I am in search of some type of pads to put on my Kayak Paddles to save my hands.

I am looking for something that I could just slide on, but so far I haven’t found anything…

HELP !!!

Why do you feel you need paddle padding?

– Last Updated: Jul-10-05 5:15 PM EST –

I ask, because I'm wondering if there's something about your technique that might be altered in order to make things more comfortable for you without the need to add something to a paddle that wasn't designed for such additions.

I can think of reasons why paddles aren't designed with "padding" in mind (like the ability to quickly slide hands along the shaft, weight and balance, etc.), but unless you insist upon an unchanging "death grip" on the paddle (which can cause all sorts of problems; even with padding), I can't think of a good reason for "paddle pads".

If you're worried about blisters, a bit more paddling will solve that with the development of some subtle, well placed calluses on your hands. In the meanwhile, I suppose you could experiment with different types of gloves (might help your hands yet not degrade paddle versatility at the same time). I would certainly consider this before ever considering installing padding along the shaft.

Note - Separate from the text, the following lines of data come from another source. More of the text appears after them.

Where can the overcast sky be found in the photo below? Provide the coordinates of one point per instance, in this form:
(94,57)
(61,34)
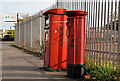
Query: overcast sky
(20,6)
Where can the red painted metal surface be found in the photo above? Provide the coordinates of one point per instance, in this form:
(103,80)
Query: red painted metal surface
(76,36)
(56,46)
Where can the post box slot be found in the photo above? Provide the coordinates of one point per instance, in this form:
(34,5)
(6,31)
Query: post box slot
(47,21)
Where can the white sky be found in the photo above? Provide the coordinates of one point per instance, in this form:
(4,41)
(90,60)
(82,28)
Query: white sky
(20,6)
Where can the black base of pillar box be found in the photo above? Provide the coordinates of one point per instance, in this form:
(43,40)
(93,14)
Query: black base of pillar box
(75,70)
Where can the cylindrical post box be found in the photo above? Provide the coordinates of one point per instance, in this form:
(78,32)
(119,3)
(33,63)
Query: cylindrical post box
(55,39)
(76,38)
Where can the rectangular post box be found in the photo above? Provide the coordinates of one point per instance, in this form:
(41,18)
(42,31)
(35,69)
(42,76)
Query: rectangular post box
(76,36)
(55,38)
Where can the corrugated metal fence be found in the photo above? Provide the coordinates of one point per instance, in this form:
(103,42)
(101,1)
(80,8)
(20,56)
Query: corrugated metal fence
(102,43)
(102,28)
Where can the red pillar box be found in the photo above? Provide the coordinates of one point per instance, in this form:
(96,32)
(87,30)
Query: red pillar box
(55,39)
(76,38)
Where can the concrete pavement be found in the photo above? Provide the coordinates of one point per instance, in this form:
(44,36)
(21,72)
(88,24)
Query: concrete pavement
(16,64)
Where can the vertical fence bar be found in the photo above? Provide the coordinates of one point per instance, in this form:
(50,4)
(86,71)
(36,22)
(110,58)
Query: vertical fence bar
(92,28)
(89,30)
(94,15)
(101,32)
(118,55)
(111,29)
(104,32)
(114,33)
(107,36)
(95,29)
(98,31)
(31,34)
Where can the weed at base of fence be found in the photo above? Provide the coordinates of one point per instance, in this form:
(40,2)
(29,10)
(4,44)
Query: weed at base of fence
(29,51)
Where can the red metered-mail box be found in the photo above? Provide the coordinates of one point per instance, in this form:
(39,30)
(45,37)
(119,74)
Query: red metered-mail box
(76,38)
(55,38)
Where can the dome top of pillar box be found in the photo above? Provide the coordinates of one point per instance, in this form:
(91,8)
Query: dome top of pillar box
(59,11)
(76,13)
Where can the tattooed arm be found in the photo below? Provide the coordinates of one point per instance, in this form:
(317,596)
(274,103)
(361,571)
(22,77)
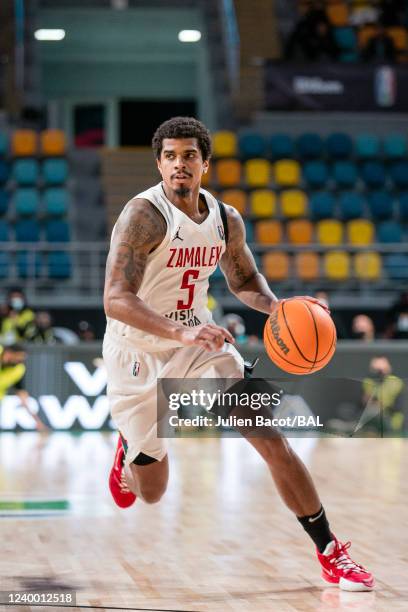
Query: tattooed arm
(139,230)
(239,268)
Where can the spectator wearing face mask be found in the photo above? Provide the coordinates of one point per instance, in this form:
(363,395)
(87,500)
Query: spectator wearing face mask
(383,397)
(40,331)
(362,328)
(17,320)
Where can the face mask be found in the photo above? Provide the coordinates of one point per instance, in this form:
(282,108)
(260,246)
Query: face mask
(402,323)
(17,303)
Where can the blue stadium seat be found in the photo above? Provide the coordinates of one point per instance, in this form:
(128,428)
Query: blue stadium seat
(252,144)
(395,146)
(367,146)
(27,201)
(249,228)
(403,205)
(399,174)
(346,40)
(396,265)
(309,146)
(381,205)
(59,264)
(339,145)
(26,171)
(373,174)
(351,205)
(315,173)
(4,201)
(281,146)
(389,231)
(56,201)
(4,171)
(55,171)
(4,144)
(29,265)
(345,173)
(57,231)
(27,230)
(322,205)
(4,265)
(4,231)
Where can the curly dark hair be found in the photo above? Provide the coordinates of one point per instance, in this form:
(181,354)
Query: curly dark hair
(183,127)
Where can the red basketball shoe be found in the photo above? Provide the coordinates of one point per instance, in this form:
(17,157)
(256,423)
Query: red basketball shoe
(339,568)
(120,492)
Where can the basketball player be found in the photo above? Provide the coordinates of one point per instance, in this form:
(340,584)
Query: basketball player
(166,243)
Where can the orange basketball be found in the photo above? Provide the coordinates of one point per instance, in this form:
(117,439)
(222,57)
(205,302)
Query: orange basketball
(300,336)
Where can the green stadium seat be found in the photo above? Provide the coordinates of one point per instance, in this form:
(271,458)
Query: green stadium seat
(27,230)
(59,265)
(351,205)
(367,146)
(29,265)
(251,145)
(339,145)
(316,174)
(345,173)
(389,232)
(399,174)
(4,201)
(373,174)
(322,205)
(56,201)
(55,171)
(26,171)
(4,171)
(57,231)
(309,146)
(26,201)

Being a musician, I'm very concerned with the health of my hands, yet I've never felt the need for any additions to my paddles in order to "save my hands"; hence my wondering if this is more a question of technique than anything else. If you could explain in more detail what your concerns are, perhaps we can help you find a realistic solution that wouldn't require any paddle modifications.


They are like neoprene tubes that slide on your paddle shaft. They are very comfortable (squishy), but make the paddle shaft much wider which can be annoying. We’ve used them for recreational kayaking and they do not slip and seem to work well for that. I like gloves better, I have very thin ones from NRS (I can’t remember the name but they have open fingers and I really like them.)

A couple of thoughts
I know several paddlers who use fingerless cycling gloves.

One of my many daughters uses an old pair of leather gloves with the fingers cut off

I know a couple of kayak racers that use tape on the parts of their fingers that are prone to blisters.



Looser grip?
Last year. my first year kayaking, I went through several packages of Band-Aids that I kept in my dry bag to cover blisters. This year, I am holding the paddle loosely, mainly with the thumb and index finger. My stroke has improved and I haven’t needed one Band-Aid. Don’t know if it’s correct but it works for me.

Tennis raquet grips work well for me, just wrap them on wherever you need them and secure them with duct tape. I also wear gloves. Maybe I’m a wimp, but without them the paddle shaft is too small for my hands and they slide all over the place.

cork handlebar tape
just curious if that would work. anyone tried it?

listen to the musician

– Last Updated: Jul-12-05 9:01 AM EST –

As a recovering musician I can relate to Melissa's post. (Melissa, a cellist if I remember correctly?)

I'm still very protective of my hands, even though I've been in remission for several years. I've never undertsood the whole glove thing for paddling.

It's through the hands that we "feel" the water. Why would anyone want to dull their senses? Over the years the calluses have softened to the point where I no longer have "paddler's hands". Loosen your grip, relax your hands, save the money to spend on more important things like beer.



I wouldnt
I love cork tape on my road bike, but I prefer the smoothness of the paddle shaft when I slide my hands for extended strokes. I am still amazed that anyone would muck up a loom with bumpy or spongy padding. Wear paddle gloves if you must, but intimate contact is always preferable IMHO.